Read the Opera News 'Sound Bites' interview with Speranza!
Sound Bites: Speranza Scappucci
by F. PAUL DRISCOLL
Speranza Scappucci is at Santa Fe Opera this month, leading the company’s new production of La Fille du Régiment. Donizetti’s comedy marks a Santa Fe debut for the Roman-born conductor, who began playing piano at the age of five and studied at the Conservatorio Santa Cecilia in Rome and at the Juilliard School. “I really liked working with other people more than being alone in the practice room doing the solo stuff. So I decided to apply for what was then called the Accompanying Program at Juilliard, and I took my master’s degree in that.

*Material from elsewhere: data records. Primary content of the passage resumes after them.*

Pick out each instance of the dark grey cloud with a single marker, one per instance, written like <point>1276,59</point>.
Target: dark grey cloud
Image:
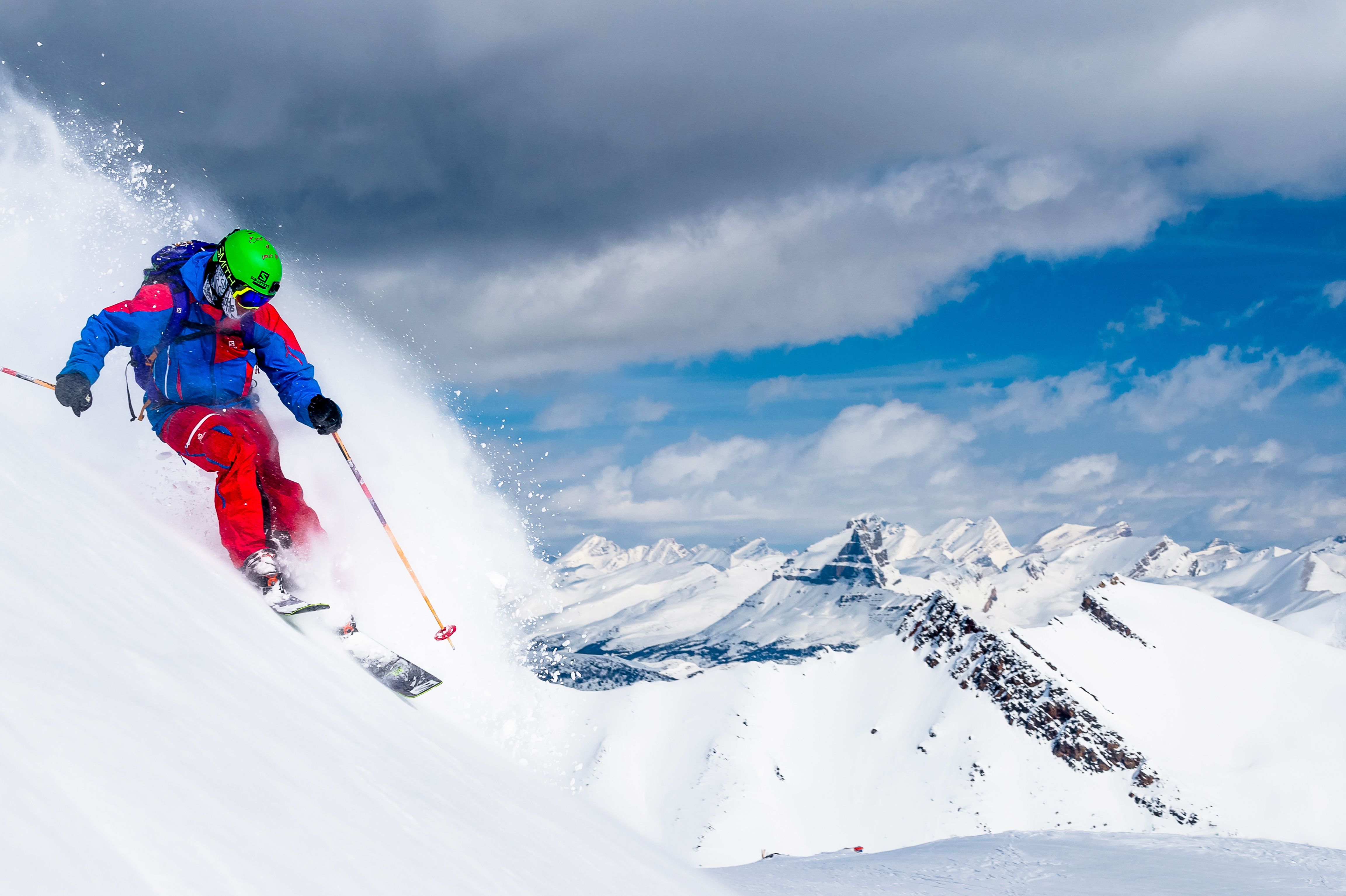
<point>565,123</point>
<point>473,140</point>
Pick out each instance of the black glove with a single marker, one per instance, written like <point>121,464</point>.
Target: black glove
<point>73,392</point>
<point>325,415</point>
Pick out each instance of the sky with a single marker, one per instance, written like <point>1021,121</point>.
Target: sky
<point>707,271</point>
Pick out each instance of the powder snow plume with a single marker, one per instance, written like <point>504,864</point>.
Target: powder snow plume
<point>165,732</point>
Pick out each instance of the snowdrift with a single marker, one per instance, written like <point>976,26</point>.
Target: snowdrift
<point>1055,864</point>
<point>161,730</point>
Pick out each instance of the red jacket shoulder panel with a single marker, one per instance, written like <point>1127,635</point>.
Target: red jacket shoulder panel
<point>271,319</point>
<point>154,296</point>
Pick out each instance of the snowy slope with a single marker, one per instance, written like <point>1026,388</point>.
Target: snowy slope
<point>870,692</point>
<point>1303,590</point>
<point>161,730</point>
<point>1055,864</point>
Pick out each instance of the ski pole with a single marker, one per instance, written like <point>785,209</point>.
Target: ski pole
<point>41,383</point>
<point>445,631</point>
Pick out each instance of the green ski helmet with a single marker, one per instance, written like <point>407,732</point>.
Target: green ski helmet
<point>252,265</point>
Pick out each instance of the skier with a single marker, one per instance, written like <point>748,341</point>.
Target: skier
<point>197,327</point>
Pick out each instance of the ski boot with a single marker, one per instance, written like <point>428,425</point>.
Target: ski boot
<point>262,571</point>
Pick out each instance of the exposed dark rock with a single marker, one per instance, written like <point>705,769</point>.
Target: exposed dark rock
<point>589,672</point>
<point>1096,606</point>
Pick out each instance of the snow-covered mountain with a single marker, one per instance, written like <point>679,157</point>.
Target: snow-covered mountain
<point>905,687</point>
<point>162,731</point>
<point>1055,864</point>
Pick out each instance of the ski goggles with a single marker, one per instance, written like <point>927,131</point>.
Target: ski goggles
<point>246,295</point>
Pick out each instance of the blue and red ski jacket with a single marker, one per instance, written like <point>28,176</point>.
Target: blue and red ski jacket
<point>187,353</point>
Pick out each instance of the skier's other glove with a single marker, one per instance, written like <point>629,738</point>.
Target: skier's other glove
<point>73,392</point>
<point>325,415</point>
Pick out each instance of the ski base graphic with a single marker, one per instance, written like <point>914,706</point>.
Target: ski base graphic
<point>395,672</point>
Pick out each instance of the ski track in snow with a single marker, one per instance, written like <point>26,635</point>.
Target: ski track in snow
<point>1055,864</point>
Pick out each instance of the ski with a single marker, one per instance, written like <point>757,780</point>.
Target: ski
<point>394,671</point>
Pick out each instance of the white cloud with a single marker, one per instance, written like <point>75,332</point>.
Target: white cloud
<point>1153,317</point>
<point>776,389</point>
<point>914,465</point>
<point>1220,378</point>
<point>1081,474</point>
<point>574,412</point>
<point>645,411</point>
<point>1336,294</point>
<point>865,436</point>
<point>817,265</point>
<point>1052,403</point>
<point>1271,453</point>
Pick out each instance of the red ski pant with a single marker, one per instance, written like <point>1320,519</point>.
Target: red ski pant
<point>252,494</point>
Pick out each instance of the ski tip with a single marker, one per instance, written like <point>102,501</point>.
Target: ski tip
<point>306,610</point>
<point>422,689</point>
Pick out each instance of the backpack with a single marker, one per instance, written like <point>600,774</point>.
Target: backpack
<point>165,267</point>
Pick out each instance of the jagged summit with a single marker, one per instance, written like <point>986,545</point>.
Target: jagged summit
<point>1077,662</point>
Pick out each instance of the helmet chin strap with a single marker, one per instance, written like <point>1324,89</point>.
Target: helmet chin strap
<point>220,295</point>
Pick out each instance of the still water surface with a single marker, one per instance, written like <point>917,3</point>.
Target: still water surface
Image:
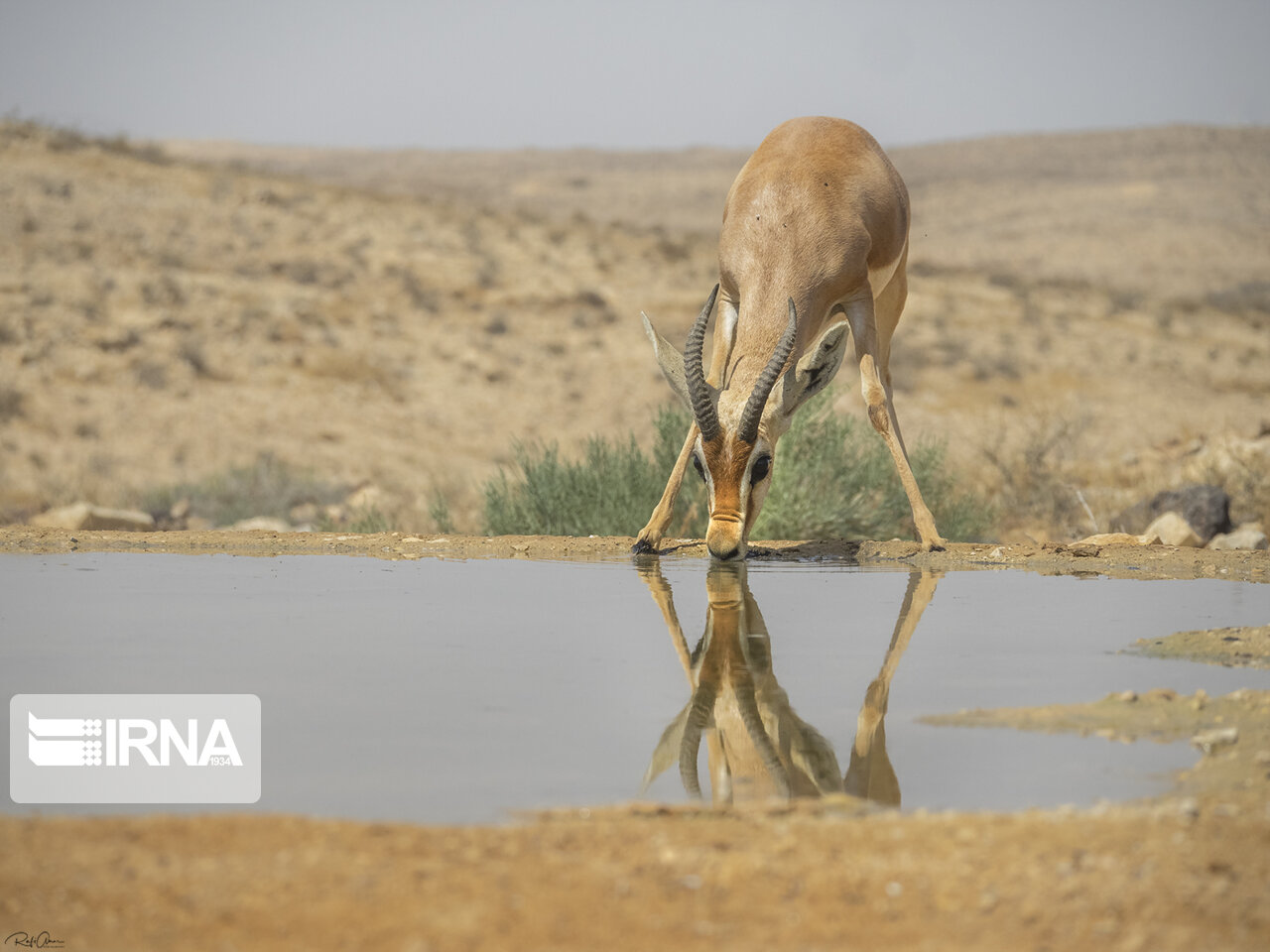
<point>452,692</point>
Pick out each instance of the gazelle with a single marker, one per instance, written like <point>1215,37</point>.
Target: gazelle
<point>815,241</point>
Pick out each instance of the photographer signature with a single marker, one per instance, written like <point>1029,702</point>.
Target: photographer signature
<point>26,939</point>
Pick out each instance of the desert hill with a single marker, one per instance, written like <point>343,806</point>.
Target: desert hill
<point>1088,315</point>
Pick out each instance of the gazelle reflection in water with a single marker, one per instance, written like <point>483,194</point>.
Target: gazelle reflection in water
<point>757,747</point>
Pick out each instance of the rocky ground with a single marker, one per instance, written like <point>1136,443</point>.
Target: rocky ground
<point>1086,329</point>
<point>1086,322</point>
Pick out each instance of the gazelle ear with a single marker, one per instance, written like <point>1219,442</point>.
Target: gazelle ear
<point>816,368</point>
<point>670,358</point>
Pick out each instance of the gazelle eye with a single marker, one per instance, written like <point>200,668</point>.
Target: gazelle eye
<point>760,470</point>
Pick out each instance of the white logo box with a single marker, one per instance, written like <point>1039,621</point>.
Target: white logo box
<point>135,748</point>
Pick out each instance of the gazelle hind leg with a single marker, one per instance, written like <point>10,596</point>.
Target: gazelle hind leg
<point>881,416</point>
<point>651,536</point>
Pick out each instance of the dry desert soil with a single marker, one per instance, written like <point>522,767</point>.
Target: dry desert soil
<point>1087,324</point>
<point>1188,870</point>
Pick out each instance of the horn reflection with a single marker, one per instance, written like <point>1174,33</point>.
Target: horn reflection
<point>757,747</point>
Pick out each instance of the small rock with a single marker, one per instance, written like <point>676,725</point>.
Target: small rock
<point>1174,531</point>
<point>1246,537</point>
<point>261,524</point>
<point>1206,508</point>
<point>85,516</point>
<point>1211,740</point>
<point>1119,538</point>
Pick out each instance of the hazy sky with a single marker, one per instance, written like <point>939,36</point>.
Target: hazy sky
<point>634,73</point>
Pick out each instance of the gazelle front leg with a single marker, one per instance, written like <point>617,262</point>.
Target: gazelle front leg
<point>881,416</point>
<point>651,536</point>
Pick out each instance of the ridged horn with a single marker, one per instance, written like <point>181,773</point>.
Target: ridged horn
<point>698,391</point>
<point>748,429</point>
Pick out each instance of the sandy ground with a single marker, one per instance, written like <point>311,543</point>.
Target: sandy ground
<point>1086,325</point>
<point>1086,321</point>
<point>1189,870</point>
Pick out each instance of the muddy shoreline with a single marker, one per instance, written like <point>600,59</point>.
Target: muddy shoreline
<point>1183,871</point>
<point>1114,560</point>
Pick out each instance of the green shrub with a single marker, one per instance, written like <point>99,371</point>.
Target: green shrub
<point>610,492</point>
<point>833,479</point>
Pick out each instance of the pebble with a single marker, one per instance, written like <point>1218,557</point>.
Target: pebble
<point>1207,742</point>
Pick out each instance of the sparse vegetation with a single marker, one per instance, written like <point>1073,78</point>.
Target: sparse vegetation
<point>610,492</point>
<point>1033,484</point>
<point>833,479</point>
<point>366,520</point>
<point>268,486</point>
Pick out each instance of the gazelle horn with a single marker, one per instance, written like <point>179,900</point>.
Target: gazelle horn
<point>748,429</point>
<point>698,391</point>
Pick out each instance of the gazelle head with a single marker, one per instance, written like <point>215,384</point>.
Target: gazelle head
<point>740,422</point>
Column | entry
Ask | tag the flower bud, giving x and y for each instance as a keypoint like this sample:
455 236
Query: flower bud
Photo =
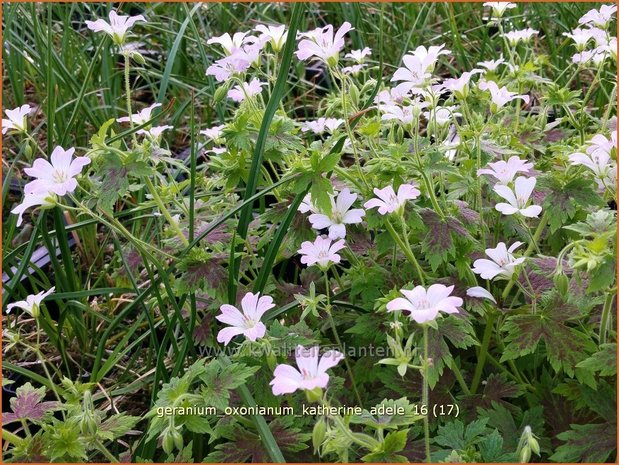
318 434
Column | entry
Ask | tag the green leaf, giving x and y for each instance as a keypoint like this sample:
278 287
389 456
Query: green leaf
603 362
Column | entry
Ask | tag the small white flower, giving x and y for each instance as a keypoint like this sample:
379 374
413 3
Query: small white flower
425 305
517 199
246 322
599 18
117 28
341 215
57 177
16 119
32 303
359 55
321 252
276 35
499 8
388 201
502 263
214 132
505 171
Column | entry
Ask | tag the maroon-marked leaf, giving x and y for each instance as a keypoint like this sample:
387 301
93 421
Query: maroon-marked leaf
28 405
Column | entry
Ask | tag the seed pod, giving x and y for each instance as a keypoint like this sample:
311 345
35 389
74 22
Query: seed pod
561 283
318 435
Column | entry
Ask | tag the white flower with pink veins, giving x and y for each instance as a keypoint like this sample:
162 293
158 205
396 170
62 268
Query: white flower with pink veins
246 322
311 372
425 305
502 263
341 215
518 198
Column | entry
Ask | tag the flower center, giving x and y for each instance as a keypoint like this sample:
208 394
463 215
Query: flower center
60 176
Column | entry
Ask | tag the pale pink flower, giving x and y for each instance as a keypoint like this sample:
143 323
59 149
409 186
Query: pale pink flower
354 69
323 44
418 67
229 66
322 252
425 305
33 200
311 372
500 96
245 90
518 198
230 44
276 35
214 132
16 119
499 8
599 18
341 215
502 263
58 176
32 303
321 125
388 201
480 293
246 322
117 28
359 55
505 171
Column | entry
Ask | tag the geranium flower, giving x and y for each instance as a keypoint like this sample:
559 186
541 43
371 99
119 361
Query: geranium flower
311 372
505 171
460 86
32 303
524 35
322 252
388 201
340 216
246 322
599 18
321 125
359 55
276 35
228 66
323 44
214 132
518 199
241 92
425 305
502 264
230 44
307 205
499 8
58 176
480 293
418 67
16 119
500 96
441 115
581 37
117 28
33 200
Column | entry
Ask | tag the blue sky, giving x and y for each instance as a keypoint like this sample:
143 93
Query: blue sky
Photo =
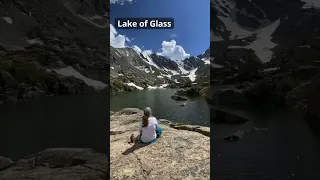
190 36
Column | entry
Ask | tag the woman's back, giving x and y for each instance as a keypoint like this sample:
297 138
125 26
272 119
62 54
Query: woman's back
149 132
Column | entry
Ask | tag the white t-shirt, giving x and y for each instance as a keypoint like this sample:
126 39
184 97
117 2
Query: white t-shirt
149 132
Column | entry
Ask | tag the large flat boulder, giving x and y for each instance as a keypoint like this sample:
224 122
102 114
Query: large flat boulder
183 152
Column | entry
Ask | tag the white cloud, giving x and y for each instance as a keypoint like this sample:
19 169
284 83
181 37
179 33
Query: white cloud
136 48
173 51
121 2
117 40
173 35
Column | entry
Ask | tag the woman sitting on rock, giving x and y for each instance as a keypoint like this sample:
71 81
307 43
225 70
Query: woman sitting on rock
149 130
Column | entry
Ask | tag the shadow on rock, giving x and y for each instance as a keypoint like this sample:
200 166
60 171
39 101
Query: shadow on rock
133 148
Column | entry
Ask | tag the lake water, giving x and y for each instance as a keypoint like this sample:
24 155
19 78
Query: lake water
66 121
288 150
195 112
83 120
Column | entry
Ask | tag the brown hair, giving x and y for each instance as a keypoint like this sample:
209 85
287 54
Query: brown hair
145 120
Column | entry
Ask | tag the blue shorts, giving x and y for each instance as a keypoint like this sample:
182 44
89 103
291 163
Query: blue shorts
158 132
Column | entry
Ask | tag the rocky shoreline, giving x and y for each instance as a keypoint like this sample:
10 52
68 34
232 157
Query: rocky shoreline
57 164
183 151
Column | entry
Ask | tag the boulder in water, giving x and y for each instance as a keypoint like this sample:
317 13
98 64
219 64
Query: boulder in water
178 98
222 117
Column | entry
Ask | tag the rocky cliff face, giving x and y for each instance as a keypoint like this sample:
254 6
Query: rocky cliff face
143 71
265 49
52 47
182 152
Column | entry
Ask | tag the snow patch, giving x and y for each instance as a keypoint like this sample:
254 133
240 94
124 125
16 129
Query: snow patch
7 19
160 87
263 44
192 75
70 71
134 85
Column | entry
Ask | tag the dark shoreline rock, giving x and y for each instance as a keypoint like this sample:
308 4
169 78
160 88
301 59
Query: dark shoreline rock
60 163
178 98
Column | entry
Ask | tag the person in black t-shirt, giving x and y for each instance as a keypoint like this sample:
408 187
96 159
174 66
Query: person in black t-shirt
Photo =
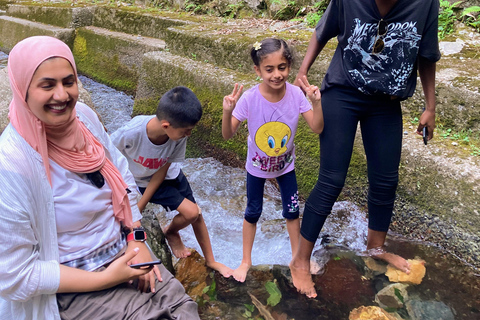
381 45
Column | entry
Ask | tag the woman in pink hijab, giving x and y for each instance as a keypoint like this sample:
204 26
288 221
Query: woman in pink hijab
68 206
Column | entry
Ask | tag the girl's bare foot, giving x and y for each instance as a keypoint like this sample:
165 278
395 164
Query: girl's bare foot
220 267
393 259
176 244
240 274
302 278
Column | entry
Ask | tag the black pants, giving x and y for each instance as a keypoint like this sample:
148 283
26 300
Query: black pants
381 126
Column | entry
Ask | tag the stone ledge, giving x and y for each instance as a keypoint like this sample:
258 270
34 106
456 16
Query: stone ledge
112 58
65 17
13 30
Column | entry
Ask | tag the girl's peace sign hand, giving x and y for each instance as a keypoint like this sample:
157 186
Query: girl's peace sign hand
312 91
230 101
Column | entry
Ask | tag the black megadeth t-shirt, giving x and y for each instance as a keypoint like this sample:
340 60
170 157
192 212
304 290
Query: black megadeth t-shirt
409 30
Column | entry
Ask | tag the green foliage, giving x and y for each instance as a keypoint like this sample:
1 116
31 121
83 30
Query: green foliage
234 9
447 18
470 15
275 294
249 309
449 13
316 13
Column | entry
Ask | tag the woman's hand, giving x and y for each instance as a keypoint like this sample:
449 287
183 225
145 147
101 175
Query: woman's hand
144 255
230 101
427 119
313 93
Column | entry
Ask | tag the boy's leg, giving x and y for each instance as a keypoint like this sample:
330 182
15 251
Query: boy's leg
203 238
255 188
188 212
181 199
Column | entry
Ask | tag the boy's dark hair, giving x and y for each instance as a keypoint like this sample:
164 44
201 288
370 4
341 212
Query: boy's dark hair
268 46
179 106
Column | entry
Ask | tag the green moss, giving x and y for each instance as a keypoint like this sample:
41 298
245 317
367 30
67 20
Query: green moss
96 57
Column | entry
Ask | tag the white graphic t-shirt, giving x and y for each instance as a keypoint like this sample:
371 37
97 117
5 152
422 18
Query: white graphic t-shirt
144 157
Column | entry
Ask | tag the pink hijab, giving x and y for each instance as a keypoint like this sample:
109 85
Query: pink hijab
71 145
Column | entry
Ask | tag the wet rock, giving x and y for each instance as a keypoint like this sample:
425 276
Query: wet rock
193 274
370 313
377 267
392 296
343 284
427 310
156 238
417 272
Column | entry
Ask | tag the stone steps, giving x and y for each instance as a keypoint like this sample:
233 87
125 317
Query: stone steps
146 54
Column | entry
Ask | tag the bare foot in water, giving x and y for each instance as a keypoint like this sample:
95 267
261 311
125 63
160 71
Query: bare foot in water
393 259
220 267
302 279
176 244
240 274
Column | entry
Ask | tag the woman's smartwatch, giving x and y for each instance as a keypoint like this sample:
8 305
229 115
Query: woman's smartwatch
138 234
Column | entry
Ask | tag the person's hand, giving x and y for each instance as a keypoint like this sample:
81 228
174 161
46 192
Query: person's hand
148 279
427 119
313 93
230 101
119 270
298 80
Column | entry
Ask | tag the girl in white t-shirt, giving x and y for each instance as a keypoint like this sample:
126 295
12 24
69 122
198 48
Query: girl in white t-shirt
272 109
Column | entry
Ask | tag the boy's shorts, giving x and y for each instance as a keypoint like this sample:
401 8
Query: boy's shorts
171 193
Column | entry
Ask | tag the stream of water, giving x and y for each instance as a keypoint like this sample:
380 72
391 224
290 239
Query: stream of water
220 192
450 287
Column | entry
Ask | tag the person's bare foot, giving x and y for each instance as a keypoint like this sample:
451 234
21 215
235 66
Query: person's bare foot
390 258
240 274
302 279
176 244
220 267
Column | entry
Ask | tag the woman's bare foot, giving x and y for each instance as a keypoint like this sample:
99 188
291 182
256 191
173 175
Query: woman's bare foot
220 267
240 274
393 259
176 244
302 278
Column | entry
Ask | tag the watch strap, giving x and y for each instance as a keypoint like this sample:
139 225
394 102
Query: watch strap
138 234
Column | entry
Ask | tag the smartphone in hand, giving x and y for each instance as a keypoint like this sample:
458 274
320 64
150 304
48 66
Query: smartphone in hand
145 265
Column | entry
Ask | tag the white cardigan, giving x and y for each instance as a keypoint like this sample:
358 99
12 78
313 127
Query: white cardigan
29 268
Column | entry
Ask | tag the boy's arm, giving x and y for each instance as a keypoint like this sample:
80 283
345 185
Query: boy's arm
155 182
229 123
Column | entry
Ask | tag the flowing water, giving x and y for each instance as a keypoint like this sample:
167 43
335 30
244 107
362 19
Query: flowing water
450 287
220 192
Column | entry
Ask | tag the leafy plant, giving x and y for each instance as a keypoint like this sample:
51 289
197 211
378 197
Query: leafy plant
447 18
316 13
470 15
275 294
249 309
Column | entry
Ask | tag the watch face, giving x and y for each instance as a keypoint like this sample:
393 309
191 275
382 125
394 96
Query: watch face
139 235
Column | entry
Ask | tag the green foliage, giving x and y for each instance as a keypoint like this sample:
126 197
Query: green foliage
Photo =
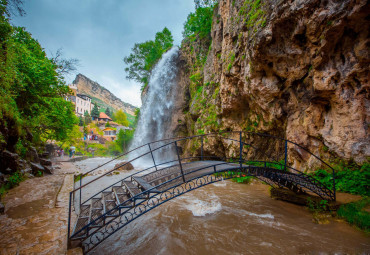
95 112
350 179
199 24
121 118
355 213
31 92
81 121
122 142
252 14
108 112
318 206
137 116
145 55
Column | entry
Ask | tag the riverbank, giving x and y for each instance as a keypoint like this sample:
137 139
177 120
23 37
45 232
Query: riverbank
36 214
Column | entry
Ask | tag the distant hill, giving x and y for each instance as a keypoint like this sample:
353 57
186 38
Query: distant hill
100 95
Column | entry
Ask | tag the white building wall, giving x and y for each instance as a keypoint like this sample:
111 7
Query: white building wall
83 105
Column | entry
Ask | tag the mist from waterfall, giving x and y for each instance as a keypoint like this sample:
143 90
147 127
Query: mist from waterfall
156 111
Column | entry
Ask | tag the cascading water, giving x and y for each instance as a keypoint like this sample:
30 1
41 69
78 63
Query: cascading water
156 111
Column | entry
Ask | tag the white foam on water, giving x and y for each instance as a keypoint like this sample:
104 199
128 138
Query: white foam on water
220 184
201 208
265 215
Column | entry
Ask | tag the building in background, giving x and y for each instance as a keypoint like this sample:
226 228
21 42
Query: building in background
82 102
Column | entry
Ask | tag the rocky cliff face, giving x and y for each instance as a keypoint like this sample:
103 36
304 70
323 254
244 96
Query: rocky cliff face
93 89
297 69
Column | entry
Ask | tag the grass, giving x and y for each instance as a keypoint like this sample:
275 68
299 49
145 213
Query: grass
355 213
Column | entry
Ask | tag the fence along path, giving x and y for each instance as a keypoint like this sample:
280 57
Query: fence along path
262 156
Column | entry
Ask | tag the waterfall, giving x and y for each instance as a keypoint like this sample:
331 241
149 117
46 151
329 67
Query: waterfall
156 111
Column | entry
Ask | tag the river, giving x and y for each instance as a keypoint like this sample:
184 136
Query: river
232 218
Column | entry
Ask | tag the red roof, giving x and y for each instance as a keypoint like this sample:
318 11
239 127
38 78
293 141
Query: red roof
102 115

While I was at Juilliard, I got more into opera coaching — I had been exposed to opera since I was a kid in Italy, but I’d never really worked with singers until I got to Juilliard. And I loved it. So I went into the path of an opera coach.”
That path took Scappucci to Music Academy of the West, the Juilliard Opera Center, Santa Fe Opera, New York City Opera, the Glyndebourne Festival, the Met, Lyric Opera of Chicago and Wiener Staatsoper. Riccardo Muti, who was impressed by Scappucci’s work as a coach/pianist in Vienna, chose her to collaborate with him on productions in Salzburg, Rome and New York. She played continuo for Muti’s production of Mercadante’s Due Figaro and conducted some rehearsals from the piano. “The idea of being a conductor was developing in my head for a while, I suppose, and then in Salzburg I tried conducting the big rehearsal of Macbeth — the witches’ chorus — and I realized as I was doing it that it was working. They were with me!”
Her career has taken off fast. Since 2012, when she made her debut at Yale Opera with Così Fan Tutte, Scappucci’s engagements have included Pergolesi’s Stabat Mater at Glimmerglass, Don Giovanni at Scottish Opera and Finnish National Opera and La Traviata for the Macerata Opera. Next season brings Norma at Theater St. Gallen and La Bohème at Los Angeles Opera.
Asked if she has experienced difficulties as a woman in a profession dominated by men, Scappucci shrugs and smiles. “When you are in front of an orchestra, I believe it doesn’t really matter if you are a man or a woman — but you had better be a good musician. It takes about three seconds for the people in front of you to discover if you know what you are doing or you don’t. You have to get the job done. And if I stop and worry about what they are going to think about my hair or the fact that I am a woman and not a man, it’s wasted time.”